Obstructive Sleep Apnea is a medical condition where the patient stops breathing for 10 or more seconds during sleep. This cessation of breathing is called apnea. These episodes can occur several times throughout the night.
An estimated 18 million Americans suffer from Sleep Apnea, yet up to 95% of cases go undiagnosed and untreated. The National Commission on Sleep Disorders attributes 38,000 cardiovascular deaths a year to Sleep Apnea.
Restless Legs Syndrome is a discomfort in the legs which is relieved by moving or stimulating the legs. This feeling is difficult to describe and commonly referred to as a crawling, tingling or prickling sensation.
Most people find the symptoms to be less noticeable during the day and more pronounced in the evening or at night, especially during the onset of sleep. For many people, the symptoms disappear by early morning, allowing for more refreshing sleep at that time.
Once diagnosed, treatment has been found useful for many patients.
Insomnia can be very common — 10% of adults in the United States have Chronic Insomnia, and 30% experience an acute episode of Insomnia in a year. Insomnia is the inability to get enough sleep, or restful sleep. The average adult needs 7–9 hours of quality sleep.
Insomnia can be caused by a number of medical or behavioral factors such as stress, tension, shift-work, and more.
Narcolepsy patients experience an irresistible need to sleep, regardless of the amount of sleep they get. People with narcolepsy can fall asleep at any time, such as while at work, talking, or driving a car. These "sleep attacks" can last from 30 seconds to more than 30 minutes.
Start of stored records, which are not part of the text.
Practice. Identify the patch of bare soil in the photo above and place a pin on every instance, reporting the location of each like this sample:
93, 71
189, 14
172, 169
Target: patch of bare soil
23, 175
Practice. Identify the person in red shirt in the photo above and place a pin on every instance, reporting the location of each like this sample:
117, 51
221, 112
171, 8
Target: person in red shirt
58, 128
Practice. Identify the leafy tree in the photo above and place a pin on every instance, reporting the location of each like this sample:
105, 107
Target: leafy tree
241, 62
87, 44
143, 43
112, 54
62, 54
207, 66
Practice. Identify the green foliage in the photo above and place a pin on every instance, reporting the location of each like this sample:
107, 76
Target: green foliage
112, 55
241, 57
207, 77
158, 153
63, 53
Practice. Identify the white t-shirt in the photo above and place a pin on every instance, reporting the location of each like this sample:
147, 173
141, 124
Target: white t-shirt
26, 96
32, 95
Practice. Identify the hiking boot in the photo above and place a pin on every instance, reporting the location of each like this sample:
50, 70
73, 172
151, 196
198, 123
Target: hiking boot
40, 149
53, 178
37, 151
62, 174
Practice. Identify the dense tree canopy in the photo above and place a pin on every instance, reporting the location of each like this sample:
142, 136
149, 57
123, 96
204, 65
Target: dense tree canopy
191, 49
Narcolepsy is a less common sleep disorder which affects less than 1% of the population. Its onset can occur at any time throughout life, but its peak onset is during the teen years.
Parasomnias are automatic behaviors during sleep, such as sleep talking, sleep walking or night terrors. These behaviors can be disruptive to both the person experiencing them and their bed partner, and they may carry safety risks depending on the type and severity.
Diagnosis often involves a sleep history, sleep diary, and in some cases overnight monitoring. Treatment is tailored to the specific parasomnia and underlying contributing factors.
Circadian Rhythm Disorders involve disruption of the sleep-wake cycle. The sleep-wake cycle can be shifted earlier or later and may be related to our natural tendencies to be morning larks or night owls.
Common types include delayed sleep phase disorder, advanced sleep phase disorder, shift work disorder, and jet lag. Light therapy, melatonin, and structured behavioral plans are often part of treatment.
Idiopathic Hypersomnia (IH) is a sleep disorder in which a person experiences excessive daytime sleepiness but has an adequate or prolonged amount of nighttime sleep. Many persons with IH have difficulty waking up in the morning, and most have prolonged periods of sleep inertia, referred to as "sleep drunkenness."
Diagnosis generally involves a comprehensive workup to rule out other major causes of excessive sleepiness such as sleep apnea or narcolepsy — typically including a thorough medical history and sleep studies (overnight polysomnography followed by a Multiple Sleep Latency Test).
Periodic Limb Movement Disorder (PLMD) is a sleep-related movement disorder characterized by involuntary acts of the legs or arms during sleep in a periodic and repetitive manner. These limb movements can cause frequent arousals, disrupting sleep quality and leading to excessive daytime sleepiness and fatigue.
PLMD is also sometimes called nocturnal myoclonus. While it can affect anyone, it occurs most often in middle-aged and older adults. Many people with PLMD only realize they have it when a bed partner mentions the movements or when persistent daytime fatigue prompts evaluation.